And yet, the counter-messages, those telling us of the primacy, or at least equal weight, of the interpersonal mitzvot are found throughout the Talmud and our religious texts. One passage in particular, tying this to a profound theological point, can be found in a rabbinic statement commenting on a strange juxtaposition found in our parsha.

In one verse we read: “For the Lord your God is God supreme and Lord supreme, the great, the mighty, and the awesome God, who shows no favor and takes no bribe.” God is almighty and awesome, beyond the limits of this world. The next verse continues: “God] upholds the cause of the orphan and the widow, and loves the stranger, providing him with food and clothing” (Deuteronomy 10:17-18). 

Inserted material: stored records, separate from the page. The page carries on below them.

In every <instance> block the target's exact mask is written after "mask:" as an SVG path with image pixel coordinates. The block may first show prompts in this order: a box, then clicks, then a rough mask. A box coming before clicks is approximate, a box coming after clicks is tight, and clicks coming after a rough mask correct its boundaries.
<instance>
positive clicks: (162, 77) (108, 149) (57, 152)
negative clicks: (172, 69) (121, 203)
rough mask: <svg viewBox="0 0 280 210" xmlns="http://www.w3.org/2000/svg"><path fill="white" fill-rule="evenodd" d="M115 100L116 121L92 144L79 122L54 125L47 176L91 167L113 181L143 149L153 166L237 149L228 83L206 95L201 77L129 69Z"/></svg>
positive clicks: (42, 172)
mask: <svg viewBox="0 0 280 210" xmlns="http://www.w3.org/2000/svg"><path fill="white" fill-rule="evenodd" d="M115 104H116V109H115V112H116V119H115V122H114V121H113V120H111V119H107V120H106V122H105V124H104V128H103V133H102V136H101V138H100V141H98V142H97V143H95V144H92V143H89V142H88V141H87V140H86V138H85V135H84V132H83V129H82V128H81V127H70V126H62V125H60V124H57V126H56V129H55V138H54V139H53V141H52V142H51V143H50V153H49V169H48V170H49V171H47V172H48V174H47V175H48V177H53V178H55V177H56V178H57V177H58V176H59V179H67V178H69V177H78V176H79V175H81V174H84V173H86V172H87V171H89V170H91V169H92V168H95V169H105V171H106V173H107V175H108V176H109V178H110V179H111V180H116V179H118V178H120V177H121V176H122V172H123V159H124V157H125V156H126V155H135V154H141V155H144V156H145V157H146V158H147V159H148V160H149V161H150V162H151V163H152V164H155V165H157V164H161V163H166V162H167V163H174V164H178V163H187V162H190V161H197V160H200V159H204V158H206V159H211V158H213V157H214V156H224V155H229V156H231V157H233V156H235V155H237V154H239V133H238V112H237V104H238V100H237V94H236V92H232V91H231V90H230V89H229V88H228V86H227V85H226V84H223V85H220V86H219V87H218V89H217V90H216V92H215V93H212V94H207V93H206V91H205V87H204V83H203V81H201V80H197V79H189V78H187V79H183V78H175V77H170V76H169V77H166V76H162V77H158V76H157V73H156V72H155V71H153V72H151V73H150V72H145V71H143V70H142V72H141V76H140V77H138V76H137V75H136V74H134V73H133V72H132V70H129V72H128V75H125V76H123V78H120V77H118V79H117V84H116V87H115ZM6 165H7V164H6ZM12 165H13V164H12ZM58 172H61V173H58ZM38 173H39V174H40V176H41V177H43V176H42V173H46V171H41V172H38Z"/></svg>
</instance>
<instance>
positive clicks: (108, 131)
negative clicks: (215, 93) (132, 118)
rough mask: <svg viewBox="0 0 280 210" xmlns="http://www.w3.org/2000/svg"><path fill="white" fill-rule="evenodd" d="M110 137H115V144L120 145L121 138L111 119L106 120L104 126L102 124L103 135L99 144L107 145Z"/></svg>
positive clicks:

What is meant by this juxtaposition? In tractate Megillah (31a), Rabbi Yochanan states that this is meant to teach us that wherever you find God’s greatness, there you find God’s humility. This is, on the one hand, a theological point: This same God who is above the entire physical world, is at the same time concerned for the people on this earth, and in particular, the most vulnerable and disadvantaged. God, who is high and mighty, sees and attends to exactly those people that we as a society often think are too lowly to be worth our attention.

But this theological point also pointedly says something about our own religious lives. The actions that define or characterize the most high God are not the ritual, particularistic ones. God is defined, in the Torah and in the Talmud, as doing justice, protecting the orphan and the widow, taking care of the sick. “What does it mean to be like God? Just as God is compassionate and loving, so should you be compassionate and loving” (Shabbat 133b).

This is a lesson that is easy to say, but hard to internalize. It can be so much easier to measure the height of a lulav than to act with compassion and care toward every individual. And it is so difficult to push against all the cultural messages and natural intuition that it is the ritual mitzvot which define our religious lives. 

Perhaps one place to start is in our schools. What would happen if, in addition to teaching hours of halakha, there would be 20 minutes a week devoted to journaling, where students would write private written reflections on how they lived up that week to the mandate to be like God. For instance, how did they care for the disadvantaged, and show compassion and caring? What did they do right? Where could they do better?

Such a practice, with the right framing, could be transformative in people’s lives, and in the message that we give future generations, and ourselves, wherein lies true religiosity, and where a life of serving God begins.